5. Exploratorium – SO MUCH FUN. Another one to definitely take kids to. Timing works best in the afternoon or the Adults Only evening if you have no kids. We spent almost the entire day there, and loved it. Its only drawback is there are very few food options around the immediate area, although you do get a pass out.
As a Coeliac, eating is always something that causes trepidation when travelling. I hate seeming picky. This trip, I opted to be careful rather than pedantic, and actually had no significant issues, thankfully.
Best easy lunch is a tie between the garden salad with grilled chicken from Bistro Burger in Westfield San Francisco Centre, and the DIY baked potato from Hot Spudd near Fishermans Wharf. For dinners, I recommend Aveline at the Warwick Hotel on Geary St, and Mikaku, a Japanese restaurant on Grant Ave, right by Chinatown
Also, visit Ghiradhelli Square and share a sundae. They are huge. We split one between two and didn’t really need dinner that night.
San Francisco has SO MANY transport options. Like any major city, sometimes the real-time is wrong, which can be frustrating, but by and large we got to where we wanted in a suitable time frame. We used every single transport option the city offered – Bart, Muni, streetcar, bus, trolleybus and cable car.
Buy a City Pass if you are around for a few days and wanting to do the included attractions (you get the best value from this by buying it on your first day at the Alcatraz check-in, but make sure you take cash if you want to do this as they don’t take international cards). We well and truly got our value out of this with the number of hop-on-hop-off cable car trips we did (at a usual cost of $7/adult).
The best way to get on the cable car is from the Fishermans wharf side. The lines are shorter and you’ll tend to get on faster. The Market St turnaround is always busy except late in the evening, and although you can sometimes have luck trying to get on at O’Farrell Street or Union Square, it can also be impossible. Don’t rely on a cable car ride to get you somewhere if you have time restrictions. Obviously, the Cable Car is an iconic attraction you have to try though. Ride the sideboard.
I’m not going to spruik the place we stayed. It was a hostel because we booked so late nothing else was in our price range. We paid $150NZ/night for a private room where the bed was basically wooden, on the edge of a dodgy area of town. Being on the Market St side of Union Square, it was also a LONG way from most of the tourist areas and there were no decent supermarkets nearby. We spent a lot of time getting to and from Fishermans Wharf. Its only advantage was on our Yosemite day – we were all but last on and first off.
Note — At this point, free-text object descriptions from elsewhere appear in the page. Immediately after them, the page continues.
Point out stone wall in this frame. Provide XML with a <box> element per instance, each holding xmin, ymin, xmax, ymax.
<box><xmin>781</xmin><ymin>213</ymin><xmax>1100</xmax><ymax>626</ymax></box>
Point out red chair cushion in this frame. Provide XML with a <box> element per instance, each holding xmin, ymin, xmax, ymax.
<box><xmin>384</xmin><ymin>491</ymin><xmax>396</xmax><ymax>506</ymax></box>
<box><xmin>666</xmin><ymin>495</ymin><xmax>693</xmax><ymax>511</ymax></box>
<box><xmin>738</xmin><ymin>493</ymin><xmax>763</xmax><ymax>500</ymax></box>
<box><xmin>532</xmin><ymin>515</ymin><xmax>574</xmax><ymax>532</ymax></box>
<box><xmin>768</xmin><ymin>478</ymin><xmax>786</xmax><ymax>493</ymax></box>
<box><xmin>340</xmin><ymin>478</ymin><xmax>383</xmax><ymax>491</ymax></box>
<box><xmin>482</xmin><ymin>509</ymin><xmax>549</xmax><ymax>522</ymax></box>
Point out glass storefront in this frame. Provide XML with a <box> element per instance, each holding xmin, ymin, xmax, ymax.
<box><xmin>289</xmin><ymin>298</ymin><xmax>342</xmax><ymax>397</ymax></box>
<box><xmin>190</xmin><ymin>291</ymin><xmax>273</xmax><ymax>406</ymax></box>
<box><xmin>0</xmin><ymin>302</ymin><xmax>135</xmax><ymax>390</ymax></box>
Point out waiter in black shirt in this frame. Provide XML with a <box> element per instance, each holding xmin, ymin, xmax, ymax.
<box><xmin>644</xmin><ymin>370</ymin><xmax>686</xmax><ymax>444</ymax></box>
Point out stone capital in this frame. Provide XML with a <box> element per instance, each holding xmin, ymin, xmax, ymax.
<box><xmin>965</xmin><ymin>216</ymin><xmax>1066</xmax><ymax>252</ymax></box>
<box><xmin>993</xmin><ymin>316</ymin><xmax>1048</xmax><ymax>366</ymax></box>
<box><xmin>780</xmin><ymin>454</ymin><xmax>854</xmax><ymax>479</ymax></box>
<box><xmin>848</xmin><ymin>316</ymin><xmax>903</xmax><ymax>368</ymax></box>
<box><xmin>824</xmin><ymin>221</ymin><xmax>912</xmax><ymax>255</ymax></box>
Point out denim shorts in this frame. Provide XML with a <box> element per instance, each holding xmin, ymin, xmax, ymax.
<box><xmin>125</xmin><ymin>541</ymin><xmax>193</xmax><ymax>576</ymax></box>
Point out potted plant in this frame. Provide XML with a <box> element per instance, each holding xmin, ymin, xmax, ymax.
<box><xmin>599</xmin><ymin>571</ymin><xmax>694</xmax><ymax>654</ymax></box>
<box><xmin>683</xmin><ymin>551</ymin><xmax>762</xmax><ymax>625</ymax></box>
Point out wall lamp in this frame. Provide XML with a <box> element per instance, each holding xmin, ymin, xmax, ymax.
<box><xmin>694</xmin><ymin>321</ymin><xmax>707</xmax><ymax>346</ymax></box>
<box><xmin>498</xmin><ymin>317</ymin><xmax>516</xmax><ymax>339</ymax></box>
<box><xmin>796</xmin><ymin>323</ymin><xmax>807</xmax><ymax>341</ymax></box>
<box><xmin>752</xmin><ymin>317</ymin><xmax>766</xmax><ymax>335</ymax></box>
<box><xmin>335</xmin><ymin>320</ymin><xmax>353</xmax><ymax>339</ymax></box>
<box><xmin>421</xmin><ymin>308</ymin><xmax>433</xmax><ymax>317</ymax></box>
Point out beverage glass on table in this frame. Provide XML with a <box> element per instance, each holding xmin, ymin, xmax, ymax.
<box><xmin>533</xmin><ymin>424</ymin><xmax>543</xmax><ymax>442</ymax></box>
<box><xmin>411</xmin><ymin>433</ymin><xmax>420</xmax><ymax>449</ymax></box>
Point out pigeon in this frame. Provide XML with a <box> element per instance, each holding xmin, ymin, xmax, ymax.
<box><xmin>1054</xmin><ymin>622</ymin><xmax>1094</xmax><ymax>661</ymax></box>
Our surprise awesome experience was the half day Whale Watching tour we did. Right on the key season for Humpback migrations, we saw at least half a dozen whales, and a megapod of approximately 200 common dolphins. Definitely season-dependent. May is a great time to do this.
Overall, while we had a good time, and enjoyed the opportunity to have a break by ourselves, we aren’t sure we would go back for another holiday here. We would go back to take Spike to CalSci and the Exploratorium, and I would love to do some more photography around the place, or walk the length of the botanic gardens. Perhaps we’ll add it as a stopover if we are in the area again.
Totalling up what we spent on our credit card and on cash, we spent just over $8,000NZ for 8 days – including flights, food, accommodation, activities, transport, souvenirs and travel insurance. $3,000 of that was the flights. San Francisco is a really expensive place to visit!